Credit unions had appealed that ruling to the Supreme Court; the bankers were urging the court to reject the appeal (ironically, the Supreme Court would later grant CUs their wish and hear the CU arguments, then rule against credit unions).

Then, as summer grew hotter and a new book about a boy named Harry Potter was being introduced, credit unions were warming up to a new idea of their own: a massive petition drive aimed at sending a message to Congress. (Credit unions had a spotty record when it came to petitions. Just six years earlier CUs had sent 6.5 million names on petitions to Congress as part of "Operation Grassroots," even though few people in credit unions and even fewer in Congress had any idea what that "operation" was all about.)

Let's Get Codified!
The still-new Credit Union Campaign for Consumer Choice, the shotgun marriage between CUNA and NAFCU that was leading the nascent response to the threat to the future of U.S. CUs, was-you'll be shocked to remember-divided over exactly what those petitions were supposed to say. Some were urging that the language be narrow and specific and push Congress to codify NCUA's multiple group FOM approvals (because nothing motivates Joe Citizen to sign a petition like the burning desire to see something "codified"), while others wanted the petitions to use broader language that called on Congress to "protect and defend credit unions" (the latter would win out).

Some state leagues weren't waiting. Florida, for instance, had gathered 103,000 signatures on petitions by July of 1997. The league held a press conference at which it had a barrel of peanuts on hand to go with its message, "We may be peanuts to banks, but you'd be nuts to ignore us."

It's been a quick 15 years since NAFCU held its convention on the Burrard Inlet in Vancouver amidst one of the most beautiful urban landscapes in the world, yet it's difficult now to recall just how bizarre the credit union landscape had become at the time.

In Pulaski County Circuit Court in Missouri, for instance, two members-that's right, members-filed suit agaist Mid-Missouri CU claiming it had violated the state's FOM statute when it expanded in 1993 to add nine adjacent counties. MMCU said it was "puzzled" by the litigation, especially since it had been four years since it made the move. The plaintiffs' motivation was less puzzling: one member was a former employee who was managing a local Bank of Crocker; the other was believed to be an attorney's wife. All that may seem a bit silly now, but in those days it was all about who had "standing" to file suit.

The Treasury Department had also launched a much-discussed "study" of credit unions, which was still trying to come to terms with the idea of community charters: in the summer of 1997 NCUA had approved 21 such expansions. That Treasury study and those expanded "fields" led to a warning from then NCUA Chairman Norm D'Amours, himself a former congressman, that credit union expansion might mean soon having something in common with their Canadian hosts-no more tax exemption.

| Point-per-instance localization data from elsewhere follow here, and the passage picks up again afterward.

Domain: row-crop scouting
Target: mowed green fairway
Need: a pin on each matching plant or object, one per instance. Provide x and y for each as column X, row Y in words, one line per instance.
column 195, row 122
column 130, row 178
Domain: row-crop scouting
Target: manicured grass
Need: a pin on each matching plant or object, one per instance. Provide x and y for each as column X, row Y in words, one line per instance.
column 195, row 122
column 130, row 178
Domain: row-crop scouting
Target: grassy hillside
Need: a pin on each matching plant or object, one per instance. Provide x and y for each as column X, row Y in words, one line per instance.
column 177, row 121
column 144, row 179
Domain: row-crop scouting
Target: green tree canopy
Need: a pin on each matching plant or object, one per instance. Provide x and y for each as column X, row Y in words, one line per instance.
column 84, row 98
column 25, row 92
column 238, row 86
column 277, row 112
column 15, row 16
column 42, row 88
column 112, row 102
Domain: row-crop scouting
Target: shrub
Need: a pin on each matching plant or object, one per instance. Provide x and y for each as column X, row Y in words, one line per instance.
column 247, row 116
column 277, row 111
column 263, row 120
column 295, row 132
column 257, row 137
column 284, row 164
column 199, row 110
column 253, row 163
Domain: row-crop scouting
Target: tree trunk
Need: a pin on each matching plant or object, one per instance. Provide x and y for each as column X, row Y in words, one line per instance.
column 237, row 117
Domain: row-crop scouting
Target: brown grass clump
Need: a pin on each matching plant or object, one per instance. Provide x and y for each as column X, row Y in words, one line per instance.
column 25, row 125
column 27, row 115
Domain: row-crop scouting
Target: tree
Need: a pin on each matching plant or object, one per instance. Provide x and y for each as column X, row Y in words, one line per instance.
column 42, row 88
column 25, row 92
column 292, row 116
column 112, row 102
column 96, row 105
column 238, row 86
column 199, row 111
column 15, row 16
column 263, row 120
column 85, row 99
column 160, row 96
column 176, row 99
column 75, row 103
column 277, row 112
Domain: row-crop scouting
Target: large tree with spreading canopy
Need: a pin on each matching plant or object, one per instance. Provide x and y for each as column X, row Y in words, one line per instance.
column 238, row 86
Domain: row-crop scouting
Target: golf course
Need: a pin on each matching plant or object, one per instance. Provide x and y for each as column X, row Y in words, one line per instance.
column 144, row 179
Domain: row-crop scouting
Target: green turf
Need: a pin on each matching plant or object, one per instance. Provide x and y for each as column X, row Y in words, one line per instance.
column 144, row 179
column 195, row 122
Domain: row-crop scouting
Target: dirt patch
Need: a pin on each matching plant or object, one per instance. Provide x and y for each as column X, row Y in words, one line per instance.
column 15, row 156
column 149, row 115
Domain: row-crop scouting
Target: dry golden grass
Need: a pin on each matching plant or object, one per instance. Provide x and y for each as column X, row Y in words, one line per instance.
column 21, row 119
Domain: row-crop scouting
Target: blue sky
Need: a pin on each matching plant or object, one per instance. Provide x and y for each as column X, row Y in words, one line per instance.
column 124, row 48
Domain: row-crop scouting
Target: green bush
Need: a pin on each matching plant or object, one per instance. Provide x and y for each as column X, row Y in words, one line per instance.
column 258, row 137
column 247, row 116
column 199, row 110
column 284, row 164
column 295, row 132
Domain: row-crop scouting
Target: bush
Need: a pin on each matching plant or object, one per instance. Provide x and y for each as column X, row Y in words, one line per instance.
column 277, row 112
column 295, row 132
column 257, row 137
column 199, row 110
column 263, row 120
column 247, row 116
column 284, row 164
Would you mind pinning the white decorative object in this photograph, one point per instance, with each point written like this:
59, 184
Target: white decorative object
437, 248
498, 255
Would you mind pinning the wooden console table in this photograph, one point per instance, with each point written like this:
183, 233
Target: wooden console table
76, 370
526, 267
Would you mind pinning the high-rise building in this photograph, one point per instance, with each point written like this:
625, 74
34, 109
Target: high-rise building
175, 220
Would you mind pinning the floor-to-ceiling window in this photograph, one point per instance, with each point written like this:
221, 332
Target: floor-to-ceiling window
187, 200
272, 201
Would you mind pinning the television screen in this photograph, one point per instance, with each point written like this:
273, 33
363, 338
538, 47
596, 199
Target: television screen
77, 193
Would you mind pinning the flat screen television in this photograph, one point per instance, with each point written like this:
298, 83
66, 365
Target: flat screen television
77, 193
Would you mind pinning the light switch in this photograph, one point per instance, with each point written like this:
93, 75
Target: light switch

It's A Cliche For A Reason
Proving there's a reason "what goes around, comes around" is in the cliché Hall of Fame, at that 1997 annual meeting NAFCU announced that in 1998 it would be holding its convention in Nashville at the same hotel where they are meeting again this week.

Now in 2012, federal CUs are again on a losing streak in Congress (a decade long and counting), this time on the issue of expanded member business lending.

Maybe someone should start a petition.